También es frecuente que se confunda con un trastorno del comportamiento; y ello porque hay perros que pueden orinar voluntariamente en diferentes lugares de la casa para manifestar su descontento. De ahí que el interrogatorio del propietario tenga su importancia en la consulta. Una vez que la incontinencia urinaria haya quedado confirmada por el examen clínico, el veterinario debe buscar su causa. La situación es diferente según que el trastorno se observe en un perro joven o en uno adulto.

En la inmensa mayoría de los casos, la incontinencia urinaria del perro joven se produce como consecuencia de una malformación congénita del aparato urinario, casi siempre de una ectopía ureteral. Esta se caracteriza por el hecho de que el conducto, que normalmente, conduce la orina desde el riñón hasta la vejiga, no desemboca en el lugar adecuado de esta provocando un escape permanente de la orina y, por consiguiente, lo que se ha dado en llamar incontinencia urinaria. La anomalía puede ser unilateral o bilateral.

En el primer caso, la incontinencia se alterna con micciones normales; en cambio, en el segundo, el animal nunca orina voluntariamente.

En el cachorro muy pequeño, el aparato urinario también puede presentar otras malformaciones, entre las que se encuentran: persistencia del uraco (canal que une la vejiga con el ombligo), fístulas vaginales, fístulas rectales, etc.

La terapéutica quirúrgica da buenos resultados en la mayoría de los casos de ectopía ureteral, y excelentes resultados cuando se trata de operar el
uraco.

En el perro adulto, las causas de la incontinencia urinaria son diferentes.

Incontinencia de origen hormonal

Las perras que han sufrido una ovariectomía de conveniencia o una ovariohisterectomía a causa de una infección uterina pueden presentar una
incontinencia urinaria relacionada directamente con la falta de secreción ovárica de estrógenos.

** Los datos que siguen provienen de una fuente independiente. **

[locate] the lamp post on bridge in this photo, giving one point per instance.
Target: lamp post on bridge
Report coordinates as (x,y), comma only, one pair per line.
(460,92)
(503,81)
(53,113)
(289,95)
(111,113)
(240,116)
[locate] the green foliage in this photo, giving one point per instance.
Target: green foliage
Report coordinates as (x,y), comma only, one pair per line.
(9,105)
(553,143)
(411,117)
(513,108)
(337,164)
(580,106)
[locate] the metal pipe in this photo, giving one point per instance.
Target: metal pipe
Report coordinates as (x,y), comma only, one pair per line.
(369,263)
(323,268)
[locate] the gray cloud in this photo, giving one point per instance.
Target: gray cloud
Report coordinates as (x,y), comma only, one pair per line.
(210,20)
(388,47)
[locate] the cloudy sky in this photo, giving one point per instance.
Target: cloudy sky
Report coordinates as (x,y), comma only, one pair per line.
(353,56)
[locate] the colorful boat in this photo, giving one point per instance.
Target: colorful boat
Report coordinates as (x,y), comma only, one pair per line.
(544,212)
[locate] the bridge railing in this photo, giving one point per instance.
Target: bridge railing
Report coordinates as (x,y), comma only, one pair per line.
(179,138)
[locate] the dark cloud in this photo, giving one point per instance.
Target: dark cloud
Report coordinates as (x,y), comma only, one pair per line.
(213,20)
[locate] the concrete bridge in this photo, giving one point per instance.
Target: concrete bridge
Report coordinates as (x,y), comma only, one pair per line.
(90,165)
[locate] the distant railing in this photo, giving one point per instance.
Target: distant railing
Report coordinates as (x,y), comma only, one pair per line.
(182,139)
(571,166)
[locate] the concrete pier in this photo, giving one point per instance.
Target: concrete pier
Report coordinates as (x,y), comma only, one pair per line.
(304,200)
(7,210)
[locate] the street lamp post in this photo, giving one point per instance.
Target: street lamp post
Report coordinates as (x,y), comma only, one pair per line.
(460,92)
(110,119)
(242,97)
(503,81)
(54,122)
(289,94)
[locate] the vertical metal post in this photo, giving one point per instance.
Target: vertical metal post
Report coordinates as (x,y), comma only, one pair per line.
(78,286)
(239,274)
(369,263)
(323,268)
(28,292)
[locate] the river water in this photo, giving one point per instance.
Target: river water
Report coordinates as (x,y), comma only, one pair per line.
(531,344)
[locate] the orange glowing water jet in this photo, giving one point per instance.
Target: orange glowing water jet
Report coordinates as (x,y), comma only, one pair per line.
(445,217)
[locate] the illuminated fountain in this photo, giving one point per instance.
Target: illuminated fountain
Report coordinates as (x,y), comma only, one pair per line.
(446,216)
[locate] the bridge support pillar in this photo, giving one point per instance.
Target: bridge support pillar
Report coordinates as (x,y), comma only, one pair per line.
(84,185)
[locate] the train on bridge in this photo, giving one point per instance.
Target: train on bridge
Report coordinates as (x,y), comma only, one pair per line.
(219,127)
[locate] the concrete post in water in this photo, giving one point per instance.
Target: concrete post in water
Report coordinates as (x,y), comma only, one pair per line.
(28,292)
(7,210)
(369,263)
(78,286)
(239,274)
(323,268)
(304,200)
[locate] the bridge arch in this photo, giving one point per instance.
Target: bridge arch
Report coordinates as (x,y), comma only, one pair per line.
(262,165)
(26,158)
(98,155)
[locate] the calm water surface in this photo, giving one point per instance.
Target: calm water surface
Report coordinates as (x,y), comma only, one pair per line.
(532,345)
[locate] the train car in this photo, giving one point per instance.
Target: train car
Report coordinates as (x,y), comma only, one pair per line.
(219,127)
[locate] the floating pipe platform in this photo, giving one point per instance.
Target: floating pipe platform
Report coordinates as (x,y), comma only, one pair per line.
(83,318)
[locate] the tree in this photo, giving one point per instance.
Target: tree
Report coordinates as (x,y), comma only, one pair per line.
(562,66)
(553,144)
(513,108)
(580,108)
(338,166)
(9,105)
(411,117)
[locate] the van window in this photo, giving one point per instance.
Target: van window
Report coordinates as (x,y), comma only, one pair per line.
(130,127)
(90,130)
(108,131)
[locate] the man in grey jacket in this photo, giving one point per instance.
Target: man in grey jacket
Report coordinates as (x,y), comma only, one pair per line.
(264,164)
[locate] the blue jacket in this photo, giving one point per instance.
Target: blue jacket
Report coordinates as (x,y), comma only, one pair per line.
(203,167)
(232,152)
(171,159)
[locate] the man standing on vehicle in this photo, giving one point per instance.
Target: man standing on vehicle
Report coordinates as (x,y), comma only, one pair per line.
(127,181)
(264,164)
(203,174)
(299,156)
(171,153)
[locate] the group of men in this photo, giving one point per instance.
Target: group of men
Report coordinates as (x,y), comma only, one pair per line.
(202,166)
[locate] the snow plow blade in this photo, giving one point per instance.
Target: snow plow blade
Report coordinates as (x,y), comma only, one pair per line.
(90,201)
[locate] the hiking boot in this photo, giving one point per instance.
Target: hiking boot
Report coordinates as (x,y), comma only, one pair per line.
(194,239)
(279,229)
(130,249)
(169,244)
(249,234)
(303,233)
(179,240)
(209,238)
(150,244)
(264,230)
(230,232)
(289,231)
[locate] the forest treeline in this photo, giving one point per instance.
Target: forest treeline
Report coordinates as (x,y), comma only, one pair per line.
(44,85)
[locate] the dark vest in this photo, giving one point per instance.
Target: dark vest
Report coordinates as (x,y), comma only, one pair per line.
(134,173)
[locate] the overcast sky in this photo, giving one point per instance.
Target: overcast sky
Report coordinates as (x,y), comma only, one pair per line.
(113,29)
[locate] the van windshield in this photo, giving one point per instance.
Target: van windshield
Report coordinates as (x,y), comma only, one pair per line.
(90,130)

En el macho, la castración puede producir los mismos efectos. En ambos casos, el aporte de las hormonas que faltan, estrógenos o testosterona,
permite que se recupere la normalidad.

Incontinencia de origen mecánico

A veces, un obstáculo uretral (cálculo, tumor del cuello vesical y, en el macho, hipertrofia prostática o también lesión de la pared uretral del hueso peniano) puede provocar la incontinencia. En tal caso, el diagnóstico necesita una urografía, es decir, un examen radiológico que recurra a la opacificación de la vejiga mediante sustancias radioopacas (derivados yodados) inyectadas en la vejiga directamente o por vía intravenosa cuando resulte imposible la sonda vesical. También puede utilizarse para el diagnóstico la ecografía. El tratamiento, que por supuesto debe ser causal, puede ser médico o quirúrgico.

Incontinencia de origen neurológico

Algunas formas de incontinencia urinaria del adulto son consecuencia de lesiones del sistema nervioso. Puede tratarse de lesiones provocadas por un traumatismo de la médula espinal, que a su vez sea consecuencia de una lesión localizada en un disco vertebral.

El origen de la incontinencia puede deberse también a traumatismos de la pelvis (fracturas) que pueden lesionar el nervio genital interno, del que de pende la actividad del esfínter externo de la vejiga; su resultado es la incapacidad de retener la orina. Las lesiones vesicales como tumores, inflamaciones, distensiones, etc., pueden destruir poco a poco la inervación de la vejiga y producir la incontinencia urinaria.

Para determinar el origen de la lesión el veterinario debe proceder al examen neurológico, ecografías, análisis urodinámicos que permitan revelar la actividad de la musculatura vesical.

El tratamiento de estas formas de incontinencia es causal en primer lugar (por ejemplo, tratamiento de una hernia discal o de una fractura de la
pelvis) y, en segundo lugar, puede intentar restablecer el funcionamiento normal del músculo vesical o de la uretra.